[NorthJersey.com]South Korean woman seeks court-ordered tests to prove Edgewater doctor is her father

Edgewater doctor is being sued by a woman in South Korea who claims she is his daughter and that he abandoned her 42 years ago.

Juhee Myung said in her lawsuit filed in Superior Court in Hackensack that she led a hard life with her ailing mother while Dr. Kwang Ha Myung married another woman, began a new life in the U.S. and pursued a successful career in radiology — all while building a reputation for charity and humanitarian work worldwide.

She also claims she tracked down her father three years ago and informed him by phone that she was diagnosed with cancer, but that he abandoned her once again despite promising to return to South Korea to visit her and pay for her medical expenses.

Juhee Myung seeks court-ordered blood and DNA paternity testing and a judgment declaring Kwang Myung is her biological and legal father. She also seeks child support arrears and other damages for emotional distress.

“She is devastated because she was abandoned twice by her own father, when she was 7 and once again in 2011,” said Christine Bae, a Fort Lee attorney representing Juhee Myung. “Her life has been in turmoil in caring for herself and her mother throughout her life.”

Kwang Myung did not answer his phone Monday at the VA New York Harbor Healthcare System in New York City, where he is a cancer expert. His attorney, Joonil Lee in Palisades Park, declined to comment on Monday.

Juhee Myung said in her lawsuit that she was born out of wedlock in the South Korean capital of Seoul in 1966 and lived a happy life with her mother and father. That was until March 1973, when she returned from school one day to learn her mother was in the hospital recovering from a failed suicide by an overdose of pills, the lawsuit said. Her mother had tried to kill herself after learning Kwang Myung had married another woman, left his work in South Korea and moved out of the country without a trace, the lawsuit said.

It said Juhee Myung’s mother survived, but continued to suffer from depression and other mental health problems until she died in 1994.

“From the age of seven until [her mother’s] death, Juhee had to care for her mother,” which deprived her of her childhood, her chances to atten college and to feel the many joys of life, the lawsuit said.

It said Kwang Myung never returned to South Korea and has not provided financially for his daughter.

According to the website of the VA New York Harbor Health Care System, Kwang has “followed his heart” since 2001 “by traveling … to donate his time and clinical skills to needy patients in Honduras, Haiti, Nicaragua, Mexico, Africa, Central Asia, China and other developing countries.”

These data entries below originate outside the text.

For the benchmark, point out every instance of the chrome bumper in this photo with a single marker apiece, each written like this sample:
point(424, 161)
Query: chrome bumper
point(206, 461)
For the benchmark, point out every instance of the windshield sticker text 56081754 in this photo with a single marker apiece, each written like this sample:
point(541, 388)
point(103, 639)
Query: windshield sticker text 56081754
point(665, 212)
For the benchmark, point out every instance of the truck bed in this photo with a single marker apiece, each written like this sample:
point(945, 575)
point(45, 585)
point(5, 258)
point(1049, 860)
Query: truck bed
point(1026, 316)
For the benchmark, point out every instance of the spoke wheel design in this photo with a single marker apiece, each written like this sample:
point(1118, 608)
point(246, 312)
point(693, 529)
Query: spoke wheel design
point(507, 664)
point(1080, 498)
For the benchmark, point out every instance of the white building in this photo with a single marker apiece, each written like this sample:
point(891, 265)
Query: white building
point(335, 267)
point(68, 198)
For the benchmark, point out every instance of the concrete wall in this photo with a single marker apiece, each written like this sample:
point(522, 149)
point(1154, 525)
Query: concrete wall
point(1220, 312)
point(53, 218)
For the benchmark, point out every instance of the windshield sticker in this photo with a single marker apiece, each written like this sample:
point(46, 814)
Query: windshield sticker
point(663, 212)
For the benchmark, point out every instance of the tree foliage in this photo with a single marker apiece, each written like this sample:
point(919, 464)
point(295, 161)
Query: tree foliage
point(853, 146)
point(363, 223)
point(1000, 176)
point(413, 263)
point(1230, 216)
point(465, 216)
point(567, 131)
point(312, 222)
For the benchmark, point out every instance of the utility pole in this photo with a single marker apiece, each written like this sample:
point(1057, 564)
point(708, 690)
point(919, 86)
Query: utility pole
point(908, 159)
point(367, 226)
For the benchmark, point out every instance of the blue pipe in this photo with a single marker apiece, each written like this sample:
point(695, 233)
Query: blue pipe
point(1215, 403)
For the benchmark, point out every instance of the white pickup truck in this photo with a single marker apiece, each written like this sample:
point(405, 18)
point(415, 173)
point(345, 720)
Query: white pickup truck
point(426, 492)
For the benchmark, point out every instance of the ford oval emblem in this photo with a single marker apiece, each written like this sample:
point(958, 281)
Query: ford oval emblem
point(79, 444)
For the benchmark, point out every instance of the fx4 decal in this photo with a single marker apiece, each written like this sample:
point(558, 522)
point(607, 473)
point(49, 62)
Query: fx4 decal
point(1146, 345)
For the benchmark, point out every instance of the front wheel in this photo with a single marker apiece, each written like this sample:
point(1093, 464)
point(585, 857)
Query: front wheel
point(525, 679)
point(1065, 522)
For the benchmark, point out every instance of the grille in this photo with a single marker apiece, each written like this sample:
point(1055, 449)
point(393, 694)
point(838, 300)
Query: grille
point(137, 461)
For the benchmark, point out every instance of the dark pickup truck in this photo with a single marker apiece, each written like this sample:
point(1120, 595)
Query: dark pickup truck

In April 2011, Juhee Myung located her father with the help of an uncle and got Kwang Myung on the phone, during which he said he was planning to retire and visit South Korea, the lawsuit said. Two months later, Juhee Myung spoke to her father by phone, this time informing him she had been diagnosed with cancer, the lawsuit said. It said Kwang Myung advised her to visit a more reputable — and more expensive — hospital.

“Kwang unambiguously promised to pay for the medical care at the larger hospital,” the lawsuit said.

Following that advice, Juhee Myung incurred higher expenses to go to the larger hospital, where her cancer was confirmed, the lawsuit said. But, it said, when she called Kwang Myung to inform him of the results, he vanished again and never returned her calls and even changed his phone number.